The guidelines recommend children aged five to 12 accumulate at least 60 minutes of moderate- to vigorous-intensity physical activity each day and include activities that strengthen the muscles and bones three days per week.

“We’re not suggesting that young children go out and start lifting weights,” said Alfred Deakin Professor at Deakin University Jo Salmon, who co-authored the scientific review and recommendations for children.

“Strength training activities include running, jumping, skipping, sports like netball or basketball – anything that involves being on your feet and running around.

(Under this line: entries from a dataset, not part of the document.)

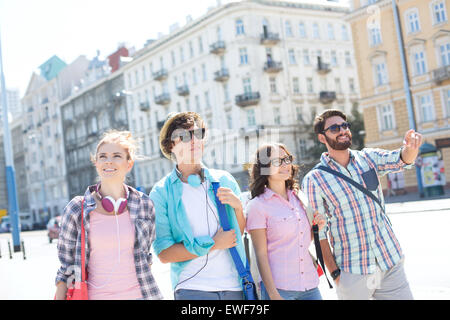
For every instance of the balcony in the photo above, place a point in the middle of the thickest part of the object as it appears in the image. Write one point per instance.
(183, 90)
(160, 75)
(269, 38)
(322, 68)
(222, 75)
(144, 106)
(273, 67)
(247, 99)
(327, 97)
(217, 47)
(441, 74)
(163, 99)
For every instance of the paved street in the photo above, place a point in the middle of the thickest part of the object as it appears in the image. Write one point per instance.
(421, 228)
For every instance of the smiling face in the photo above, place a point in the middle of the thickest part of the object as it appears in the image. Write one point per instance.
(341, 140)
(189, 151)
(112, 162)
(279, 170)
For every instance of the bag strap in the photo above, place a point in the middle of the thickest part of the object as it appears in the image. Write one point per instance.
(353, 183)
(244, 272)
(83, 249)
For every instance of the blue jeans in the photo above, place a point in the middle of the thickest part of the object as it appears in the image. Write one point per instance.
(313, 294)
(186, 294)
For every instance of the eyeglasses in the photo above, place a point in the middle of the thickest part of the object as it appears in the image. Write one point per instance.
(279, 161)
(336, 128)
(187, 135)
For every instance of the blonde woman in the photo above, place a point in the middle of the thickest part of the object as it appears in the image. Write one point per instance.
(119, 230)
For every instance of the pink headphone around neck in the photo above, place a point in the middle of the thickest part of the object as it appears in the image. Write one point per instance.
(109, 204)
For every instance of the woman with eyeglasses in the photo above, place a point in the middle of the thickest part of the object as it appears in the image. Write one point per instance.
(280, 229)
(188, 231)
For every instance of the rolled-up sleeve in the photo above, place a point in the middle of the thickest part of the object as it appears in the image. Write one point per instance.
(316, 201)
(386, 161)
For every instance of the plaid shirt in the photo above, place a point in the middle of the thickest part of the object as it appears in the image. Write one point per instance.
(142, 215)
(360, 234)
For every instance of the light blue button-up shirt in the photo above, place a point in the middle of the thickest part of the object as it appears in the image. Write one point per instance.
(172, 224)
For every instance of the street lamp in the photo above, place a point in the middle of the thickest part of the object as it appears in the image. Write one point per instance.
(13, 203)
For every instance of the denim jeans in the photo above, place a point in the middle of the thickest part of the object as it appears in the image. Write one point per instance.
(186, 294)
(313, 294)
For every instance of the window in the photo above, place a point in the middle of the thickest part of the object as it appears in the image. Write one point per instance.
(426, 108)
(316, 33)
(330, 29)
(387, 117)
(375, 35)
(247, 85)
(243, 57)
(181, 55)
(419, 63)
(204, 73)
(207, 102)
(444, 51)
(276, 115)
(288, 29)
(351, 85)
(302, 30)
(191, 49)
(239, 27)
(412, 21)
(447, 102)
(194, 76)
(200, 45)
(348, 59)
(306, 60)
(273, 84)
(309, 85)
(344, 33)
(333, 58)
(439, 13)
(251, 121)
(381, 74)
(303, 149)
(296, 85)
(291, 54)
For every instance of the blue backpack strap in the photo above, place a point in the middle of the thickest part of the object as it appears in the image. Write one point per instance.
(244, 272)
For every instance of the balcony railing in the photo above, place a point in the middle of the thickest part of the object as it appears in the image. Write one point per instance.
(270, 38)
(162, 99)
(221, 75)
(441, 74)
(160, 75)
(217, 47)
(183, 90)
(144, 106)
(273, 66)
(322, 68)
(326, 97)
(247, 99)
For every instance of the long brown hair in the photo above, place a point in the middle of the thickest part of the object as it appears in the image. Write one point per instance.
(258, 180)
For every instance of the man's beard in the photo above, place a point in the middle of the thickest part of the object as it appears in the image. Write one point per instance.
(335, 145)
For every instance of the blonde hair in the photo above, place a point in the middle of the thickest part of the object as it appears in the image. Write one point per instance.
(123, 138)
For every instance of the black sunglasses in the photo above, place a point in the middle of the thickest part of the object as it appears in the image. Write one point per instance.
(279, 161)
(336, 128)
(187, 135)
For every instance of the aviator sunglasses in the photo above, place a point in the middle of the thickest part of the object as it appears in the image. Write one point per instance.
(187, 135)
(336, 128)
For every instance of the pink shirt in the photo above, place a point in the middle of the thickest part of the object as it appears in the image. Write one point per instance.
(107, 278)
(288, 238)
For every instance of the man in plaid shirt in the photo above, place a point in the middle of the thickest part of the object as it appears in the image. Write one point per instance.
(367, 260)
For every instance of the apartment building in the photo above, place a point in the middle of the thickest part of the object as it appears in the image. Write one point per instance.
(425, 33)
(254, 70)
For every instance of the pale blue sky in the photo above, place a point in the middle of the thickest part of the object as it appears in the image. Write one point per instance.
(34, 30)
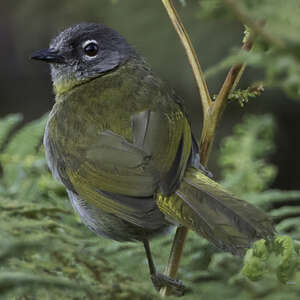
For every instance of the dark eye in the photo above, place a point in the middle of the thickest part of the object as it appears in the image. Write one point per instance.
(91, 49)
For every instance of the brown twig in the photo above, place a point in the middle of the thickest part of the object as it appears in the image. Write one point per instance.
(212, 112)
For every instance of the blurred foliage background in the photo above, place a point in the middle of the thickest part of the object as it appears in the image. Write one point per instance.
(45, 246)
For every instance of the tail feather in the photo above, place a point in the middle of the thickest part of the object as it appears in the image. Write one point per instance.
(206, 207)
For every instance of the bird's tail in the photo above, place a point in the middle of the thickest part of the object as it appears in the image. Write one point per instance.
(207, 208)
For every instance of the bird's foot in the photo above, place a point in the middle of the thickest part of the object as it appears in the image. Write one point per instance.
(160, 280)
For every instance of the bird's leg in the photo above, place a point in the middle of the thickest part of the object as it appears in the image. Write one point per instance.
(160, 280)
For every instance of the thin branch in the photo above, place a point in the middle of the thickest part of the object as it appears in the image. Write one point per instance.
(191, 54)
(256, 27)
(212, 112)
(231, 81)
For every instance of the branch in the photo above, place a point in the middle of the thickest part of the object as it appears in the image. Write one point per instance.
(212, 112)
(191, 54)
(256, 27)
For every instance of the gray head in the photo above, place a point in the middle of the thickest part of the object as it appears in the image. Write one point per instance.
(84, 51)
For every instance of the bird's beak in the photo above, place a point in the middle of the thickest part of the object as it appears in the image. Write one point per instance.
(48, 55)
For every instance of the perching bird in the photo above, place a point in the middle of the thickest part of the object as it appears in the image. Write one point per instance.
(119, 139)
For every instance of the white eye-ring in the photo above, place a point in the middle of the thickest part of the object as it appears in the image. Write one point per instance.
(90, 48)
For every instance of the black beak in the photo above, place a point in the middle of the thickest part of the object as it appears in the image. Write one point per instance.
(48, 55)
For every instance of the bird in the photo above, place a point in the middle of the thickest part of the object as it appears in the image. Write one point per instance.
(119, 139)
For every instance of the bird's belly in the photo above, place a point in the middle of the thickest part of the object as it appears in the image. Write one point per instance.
(109, 225)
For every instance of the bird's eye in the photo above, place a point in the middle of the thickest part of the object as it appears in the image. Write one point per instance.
(91, 49)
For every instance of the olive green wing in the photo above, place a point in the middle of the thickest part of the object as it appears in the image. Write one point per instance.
(121, 177)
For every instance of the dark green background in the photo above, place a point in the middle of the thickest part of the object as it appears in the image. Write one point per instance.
(25, 86)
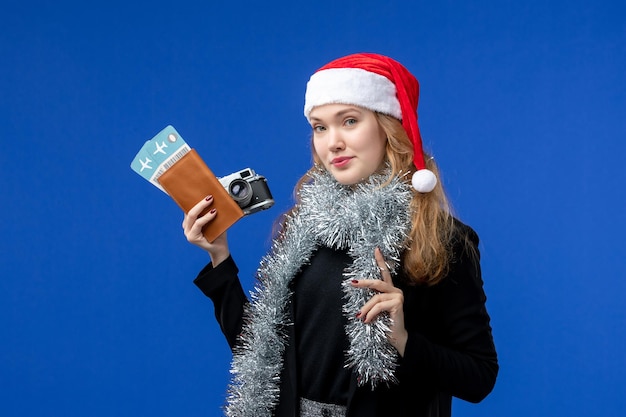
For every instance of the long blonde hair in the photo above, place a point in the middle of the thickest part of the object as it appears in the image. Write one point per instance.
(427, 254)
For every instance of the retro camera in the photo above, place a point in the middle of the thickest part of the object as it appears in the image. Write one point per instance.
(249, 190)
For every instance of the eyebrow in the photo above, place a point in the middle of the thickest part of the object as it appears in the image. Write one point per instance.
(340, 113)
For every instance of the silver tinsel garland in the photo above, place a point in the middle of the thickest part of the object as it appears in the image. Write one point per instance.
(359, 218)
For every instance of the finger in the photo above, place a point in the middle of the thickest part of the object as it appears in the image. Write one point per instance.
(382, 265)
(376, 285)
(390, 305)
(197, 210)
(195, 229)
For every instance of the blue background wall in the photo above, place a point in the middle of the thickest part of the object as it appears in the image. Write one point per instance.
(523, 105)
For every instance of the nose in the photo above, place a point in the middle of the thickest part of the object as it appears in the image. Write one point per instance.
(335, 140)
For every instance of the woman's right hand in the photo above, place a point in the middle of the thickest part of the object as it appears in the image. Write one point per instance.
(194, 222)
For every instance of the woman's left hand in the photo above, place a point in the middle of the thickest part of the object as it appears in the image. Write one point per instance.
(389, 298)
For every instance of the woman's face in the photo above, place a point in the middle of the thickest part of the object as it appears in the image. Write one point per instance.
(348, 141)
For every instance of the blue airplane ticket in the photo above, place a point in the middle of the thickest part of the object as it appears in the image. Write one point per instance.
(158, 154)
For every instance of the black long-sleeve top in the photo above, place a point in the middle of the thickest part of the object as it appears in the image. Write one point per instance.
(449, 351)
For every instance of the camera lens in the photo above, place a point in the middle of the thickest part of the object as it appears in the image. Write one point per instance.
(241, 192)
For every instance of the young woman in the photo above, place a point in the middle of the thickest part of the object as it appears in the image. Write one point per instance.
(370, 302)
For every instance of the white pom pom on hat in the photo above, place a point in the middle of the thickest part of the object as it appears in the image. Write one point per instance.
(380, 84)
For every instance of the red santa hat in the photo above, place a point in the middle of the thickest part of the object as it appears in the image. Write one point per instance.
(377, 83)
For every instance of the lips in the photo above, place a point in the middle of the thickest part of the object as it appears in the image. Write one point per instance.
(340, 161)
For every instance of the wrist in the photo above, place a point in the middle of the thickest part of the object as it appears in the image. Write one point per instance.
(218, 257)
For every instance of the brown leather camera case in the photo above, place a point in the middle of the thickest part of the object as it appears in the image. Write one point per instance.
(190, 180)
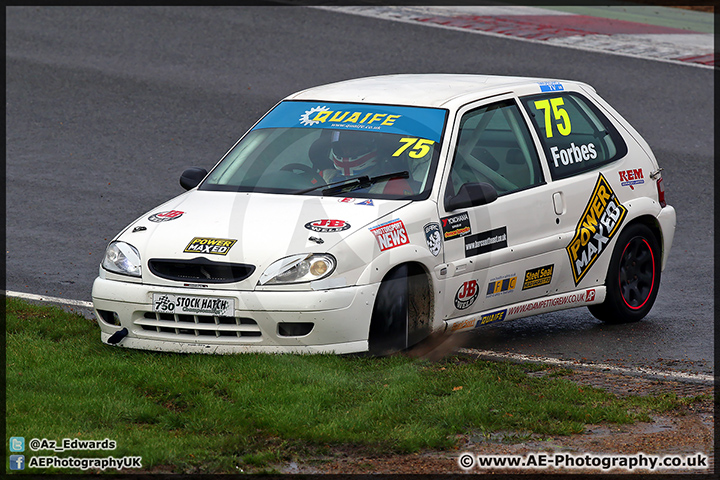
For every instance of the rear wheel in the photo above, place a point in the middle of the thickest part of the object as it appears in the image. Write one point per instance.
(633, 277)
(401, 315)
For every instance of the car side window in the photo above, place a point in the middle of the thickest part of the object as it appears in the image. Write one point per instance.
(494, 146)
(575, 135)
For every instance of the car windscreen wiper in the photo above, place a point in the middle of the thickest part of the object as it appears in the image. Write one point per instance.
(353, 183)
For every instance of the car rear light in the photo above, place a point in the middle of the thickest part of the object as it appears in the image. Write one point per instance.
(661, 192)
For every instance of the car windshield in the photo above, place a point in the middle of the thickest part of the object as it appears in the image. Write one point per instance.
(324, 148)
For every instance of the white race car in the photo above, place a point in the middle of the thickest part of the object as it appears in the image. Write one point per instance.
(367, 214)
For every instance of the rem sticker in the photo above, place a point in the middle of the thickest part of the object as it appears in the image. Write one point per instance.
(537, 277)
(417, 122)
(493, 317)
(433, 238)
(327, 226)
(456, 226)
(501, 285)
(212, 246)
(390, 234)
(598, 224)
(165, 216)
(466, 295)
(484, 242)
(551, 86)
(630, 178)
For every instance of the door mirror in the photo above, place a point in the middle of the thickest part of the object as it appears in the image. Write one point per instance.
(192, 177)
(472, 195)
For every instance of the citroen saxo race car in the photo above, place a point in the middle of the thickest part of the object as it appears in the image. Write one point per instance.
(367, 214)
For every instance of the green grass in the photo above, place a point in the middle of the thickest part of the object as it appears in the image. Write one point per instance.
(198, 413)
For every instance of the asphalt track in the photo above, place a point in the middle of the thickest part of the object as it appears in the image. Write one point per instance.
(106, 106)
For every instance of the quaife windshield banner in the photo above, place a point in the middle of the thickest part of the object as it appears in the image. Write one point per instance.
(418, 122)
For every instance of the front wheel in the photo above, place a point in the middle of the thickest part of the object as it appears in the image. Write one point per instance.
(633, 277)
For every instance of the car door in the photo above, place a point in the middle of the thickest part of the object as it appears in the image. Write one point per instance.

Even hanging from the monkey bars, you’re holding their own body weight,” she said.

“This is based on evidence around strength training for optimising bone health for kids – that’s really going to see them have much less chance of developing osteoporosis in adulthood. Childhood is really a key period for laying down healthy bones.”

The guidelines also emphasise the importance of reducing the time children spend sitting. And it’s not just to promote physical health, Professor Salmon said, emerging evidence shows prolonged sitting affects cognitive development and educational outcomes.

Teachers can play a part by delivering standing lessons, she said, by delivering standing lessons, getting children up during class, giving active homework and encouraging students to complete their homework while standing.

“The other major part of sitting for a lot kids and adolescents is sitting in a car. So if you can promote active transport and even public transport and walking to school, you’re going to reduce the sitting time in transit,” Professor Salmon said.